Some ten or fifteen years ago a previously little-known pianist named Joyce Hatto, a woman in her seventies who had not appeared in public for more than twenty years, came to the notice of music buffs thanks to a series of extraordinary recordings put out by her husband’s Concert Artists’ label.
Hatto, it seemed, although terminally ill, had devoted six years to these recordings, and what performances they were. One of the greatest pianists Britain has ever produced, said The Guardian.
Oh no, she wasn’t. The recordings were fabricated by her husband, William Barrington-Coupe, cutting and splicing performances of other great pianists. There was a little bit of Joyce there, but not much.
It’s still unclear how much Joyce knew of what her husband was doing. And why was he doing it? Not, he says, for the glory, the publicity or the money, which wasn’t much anyway. The best he can say is It was all about getting things to sound right.

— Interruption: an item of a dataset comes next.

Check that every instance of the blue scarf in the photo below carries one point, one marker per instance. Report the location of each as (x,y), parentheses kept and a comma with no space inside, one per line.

What a subject he’d make for a novel, as would A.D. Harvey, an English academic who for thirty years deceived a range of scholarly journals and magazines with articles written by Stephanie Harvey, Graham Headley, Trevor McGovern, John Schellenberger, Leo Bellingham, Michael Lindsay, Ludovico Parra and the poet Janis Blodnieks. This community of scholars analysed, supplemented and even ruthlessly criticized each other’s work, and the fact that all of them were A.D. Harvey may never have come to light if an American academic, Eric Naiman, had not become suspicious about a supposed meeting of Dickens and Dostoevsky in London in 1862, a meeting described by Stephanie Harvey in The Dickensian in 2002 and accepted as fact by the Dickens biographers Michael Slater and Claire Tomalin.

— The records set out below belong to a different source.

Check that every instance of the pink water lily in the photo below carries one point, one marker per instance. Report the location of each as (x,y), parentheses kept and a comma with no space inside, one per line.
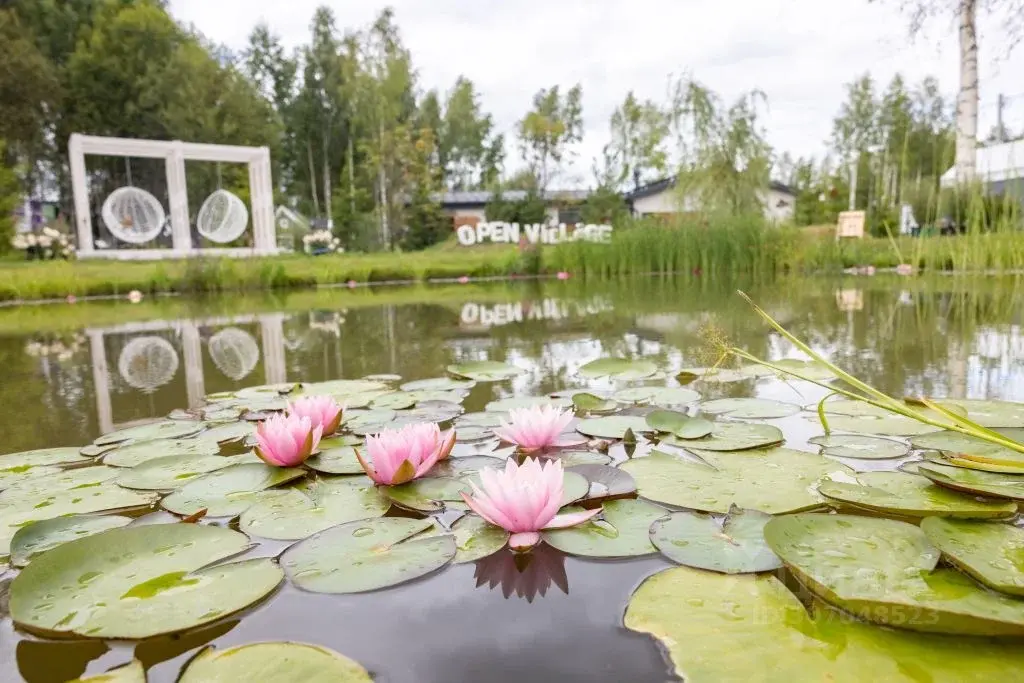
(323,411)
(397,456)
(535,427)
(287,440)
(523,500)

Why would anyone put so much time and intellectual effort into a 30-year-long hoax? It’s been put down to the frustrated ego of a man who feels he’s never got his just recognition in the academic world. Or perhaps he finds the world as written by Stephanie Harvey, Graham Headley and the others, preferable to the world as it is. Maybe that’s what it’s about for Joyce Hatto’s husband too – getting things to sound right.
Gert loves these stories where the borders of the “real” and ideal world merge and dissolve. In Frauds (freuds) 2 we’ll look at the extraordinary physical feats of Donald Crowhurst and Peter Treseder.

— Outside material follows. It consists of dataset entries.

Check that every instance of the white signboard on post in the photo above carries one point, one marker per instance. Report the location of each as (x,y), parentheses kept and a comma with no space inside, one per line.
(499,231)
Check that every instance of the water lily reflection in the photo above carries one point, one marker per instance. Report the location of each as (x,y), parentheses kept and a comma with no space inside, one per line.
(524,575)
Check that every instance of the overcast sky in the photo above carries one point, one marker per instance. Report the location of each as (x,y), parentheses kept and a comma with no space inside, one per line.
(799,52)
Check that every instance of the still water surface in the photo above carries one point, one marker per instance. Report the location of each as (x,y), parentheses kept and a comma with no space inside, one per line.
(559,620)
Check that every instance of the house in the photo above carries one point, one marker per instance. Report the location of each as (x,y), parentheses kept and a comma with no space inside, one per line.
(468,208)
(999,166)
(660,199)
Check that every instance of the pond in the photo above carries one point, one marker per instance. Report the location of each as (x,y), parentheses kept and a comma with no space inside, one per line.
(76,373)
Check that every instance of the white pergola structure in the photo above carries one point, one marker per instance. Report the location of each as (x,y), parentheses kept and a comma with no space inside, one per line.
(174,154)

http://www.theguardian.com/books/2013/jul/10/man-behind-dickens-dostoevsky-hoax
I love these border explorations too. I’ve just finished reading the delightful Writing is Easy. Glad to see that Dr. Kerr is hassling people about their blood pressure, after what happened to Teoh. Would love to hear from you.
Hello Jill! So glad you liked ‘Writing is Easy’. Stand by for ‘Crane Mansions – a novel about the redeeming power of cake’ which will be our next. Will be in touch.
Crane Mansions — for the foodies? Can’t wait!
Crane Mansions is a heartrending tale of a long-lost heiress besieged by various conniving adults. The cakes are excellent but the rest of the food is not so good.
The writing will no doubt make up for the lack of good food other than cakes.
After many legal journals, and scholarly papers, it sounds delightful to retire, and people an entire world with the research that should have been done, and the critiques that should have been given, at the same time satirizing all of the truly amazing and boring things that people got away with. “Writing is Easy” probably wasn’t, but it creates just that sort of delightful world where poetic justice triumphs (light-heartedly but incisively (clever is given as a synonym).
The cakes are really something, though. Yes, it is remarkable what people get away with. There’s a nice line in The Goon Show where Neddy Seagoon describes some trickery someone was up to, and says in a pitying voice, “he thought he’d get away with it”. “And what happened?” asks someone.
“HE GOT AWAY WITH IT!”
Don’t know if it’s the case in Australia, but that can so often be said of people of the political persuasion here — “He got away with it!
Our current Prime Minister is trying very hard to get away with having promised the earth before the election and now, er, well, reconfiguring what he promised. His version is that what we think he promised is not what he promised but only what we thought he promised. Not working so well.
Perhaps you can (anonymously, for your own protection) offer advice on how to be a little more clever.